Return on Investment 4

Tickets to Mariners games can be as low as $15 if purchased on sites such as TickPick with no additional fees or services but can rise to $35-$40 for games against Houston or ceremonies honoring former players. However, the average price for a ticket should be no more than $20-$25 games when you factor all of this in. The cost to park a car will range from $20-$30, Seattle Dog is $13, and craft beer is $16 inside the ballpark.

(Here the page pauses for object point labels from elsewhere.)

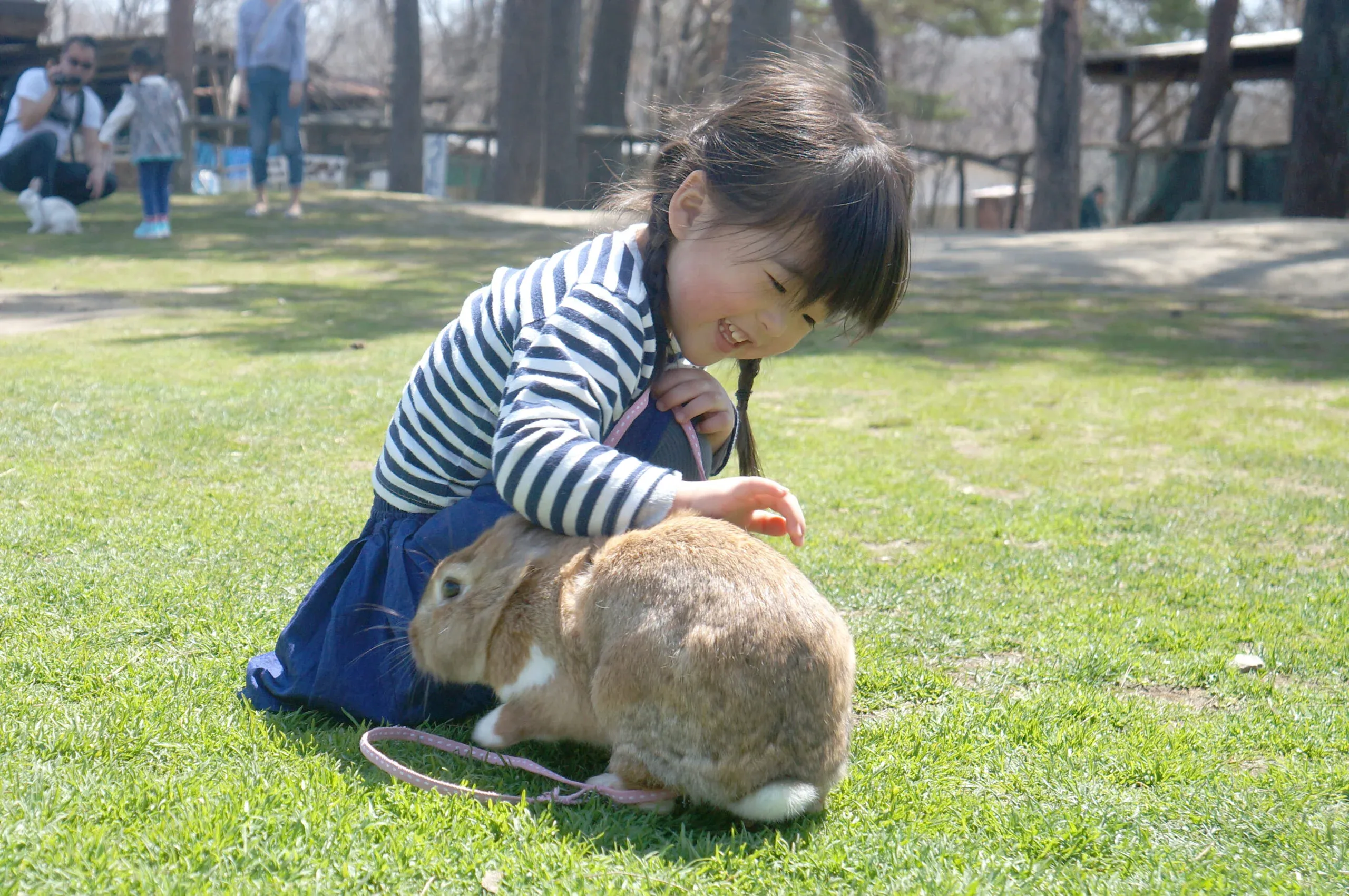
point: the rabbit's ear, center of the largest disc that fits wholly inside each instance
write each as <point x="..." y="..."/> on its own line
<point x="502" y="644"/>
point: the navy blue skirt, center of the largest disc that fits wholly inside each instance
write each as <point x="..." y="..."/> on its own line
<point x="346" y="649"/>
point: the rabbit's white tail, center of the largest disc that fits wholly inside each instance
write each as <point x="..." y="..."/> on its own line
<point x="777" y="802"/>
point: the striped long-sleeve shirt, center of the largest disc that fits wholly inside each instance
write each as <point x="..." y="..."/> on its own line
<point x="524" y="386"/>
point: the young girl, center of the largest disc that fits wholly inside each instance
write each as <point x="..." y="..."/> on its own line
<point x="155" y="110"/>
<point x="779" y="211"/>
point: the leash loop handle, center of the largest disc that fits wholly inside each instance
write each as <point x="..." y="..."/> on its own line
<point x="403" y="774"/>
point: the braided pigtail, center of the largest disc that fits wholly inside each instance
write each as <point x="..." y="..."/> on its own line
<point x="653" y="277"/>
<point x="745" y="450"/>
<point x="668" y="172"/>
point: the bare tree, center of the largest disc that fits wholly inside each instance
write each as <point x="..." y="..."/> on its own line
<point x="759" y="29"/>
<point x="181" y="45"/>
<point x="1058" y="111"/>
<point x="1215" y="72"/>
<point x="1317" y="181"/>
<point x="864" y="56"/>
<point x="136" y="18"/>
<point x="462" y="73"/>
<point x="606" y="88"/>
<point x="1182" y="173"/>
<point x="562" y="153"/>
<point x="520" y="102"/>
<point x="405" y="134"/>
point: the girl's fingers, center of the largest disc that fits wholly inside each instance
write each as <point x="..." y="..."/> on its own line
<point x="767" y="524"/>
<point x="683" y="395"/>
<point x="795" y="521"/>
<point x="719" y="421"/>
<point x="698" y="407"/>
<point x="781" y="503"/>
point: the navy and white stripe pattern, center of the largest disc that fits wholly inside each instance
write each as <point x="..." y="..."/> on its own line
<point x="524" y="385"/>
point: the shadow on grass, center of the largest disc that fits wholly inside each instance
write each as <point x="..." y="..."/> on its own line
<point x="367" y="268"/>
<point x="969" y="324"/>
<point x="688" y="834"/>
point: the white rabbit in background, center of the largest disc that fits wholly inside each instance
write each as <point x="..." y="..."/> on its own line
<point x="52" y="214"/>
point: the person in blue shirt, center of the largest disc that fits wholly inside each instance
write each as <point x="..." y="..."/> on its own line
<point x="1090" y="211"/>
<point x="271" y="58"/>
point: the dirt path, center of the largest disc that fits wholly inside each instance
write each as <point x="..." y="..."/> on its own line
<point x="34" y="312"/>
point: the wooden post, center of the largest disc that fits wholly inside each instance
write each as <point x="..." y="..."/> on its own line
<point x="1016" y="191"/>
<point x="180" y="64"/>
<point x="960" y="174"/>
<point x="1216" y="160"/>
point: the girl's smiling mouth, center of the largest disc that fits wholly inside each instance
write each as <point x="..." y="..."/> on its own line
<point x="731" y="335"/>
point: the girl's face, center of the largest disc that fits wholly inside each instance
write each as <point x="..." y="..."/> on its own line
<point x="733" y="292"/>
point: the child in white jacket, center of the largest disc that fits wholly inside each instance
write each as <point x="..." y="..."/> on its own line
<point x="155" y="110"/>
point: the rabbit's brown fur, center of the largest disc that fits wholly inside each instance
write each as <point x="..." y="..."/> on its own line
<point x="702" y="656"/>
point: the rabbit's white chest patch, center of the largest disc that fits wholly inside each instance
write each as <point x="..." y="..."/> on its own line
<point x="539" y="671"/>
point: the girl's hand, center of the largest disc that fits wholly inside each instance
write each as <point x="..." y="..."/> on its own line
<point x="695" y="395"/>
<point x="752" y="503"/>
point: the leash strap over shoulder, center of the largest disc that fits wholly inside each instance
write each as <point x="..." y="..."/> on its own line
<point x="636" y="411"/>
<point x="401" y="772"/>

You know what type of spender you are, and here is my advice to save a few bucks. If possible, hop in the light rail system for a $6 round trip fare, grab a Seattle Dog for $6 (or a Polish sausage combo, chips, and fries for $6) before the game at one of the street vendors, and once inside, enjoy a couple of value beers of Miller High Life or Iron Horse High Five for $5. The total will be around $16 for food and drink. If money is not an object, enjoy a plate of garlic fries, a luau plate, and a 16-ounce Black Raven Pilsner. It will cost around $36 in total.


Extras 3

T-Mobile Park earns extra points for the scenic views of the city and Puget Sound from either the Trident Deck in the upper right corner or the Rooftop Boardwalk above the Home Plate Gate Rotunda on the view level. You would want to arrive around sunset for picture opportunities.


Value Menu options are $3 and include a junior dog, nachos, peanuts, Red Vines, popcorn, a 12-ounce water bottle, and a 16-ounce refillable soda. If you are traveling with kids, this might be all they need to satisfy their hunger. For the adults, value beers are either $5 or $6 and include varieties from Pacifico, Bale Breaker, Boneyard, Corona, Lagunitas, PBR, and Vizzy.


The T-Mobile ‘Pen is the place to be for younger fans looking for an open bar atmosphere. The area is next to the Mariners bullpen in center field and opens up 2 hours before the game featuring happy hour pricing.


Final Thoughts

T-Mobile Park provides everything a traditional and non-traditional fan would ever need at a ballpark. The assortment of food, beverages, and value options is impressive, along with its location to public transportation. However, it might be the views of the city and The Sound that is the real highlight of the ballpark. When you add a winning Mariners ball club, you should have no doubt a wonderful time at the ballpark.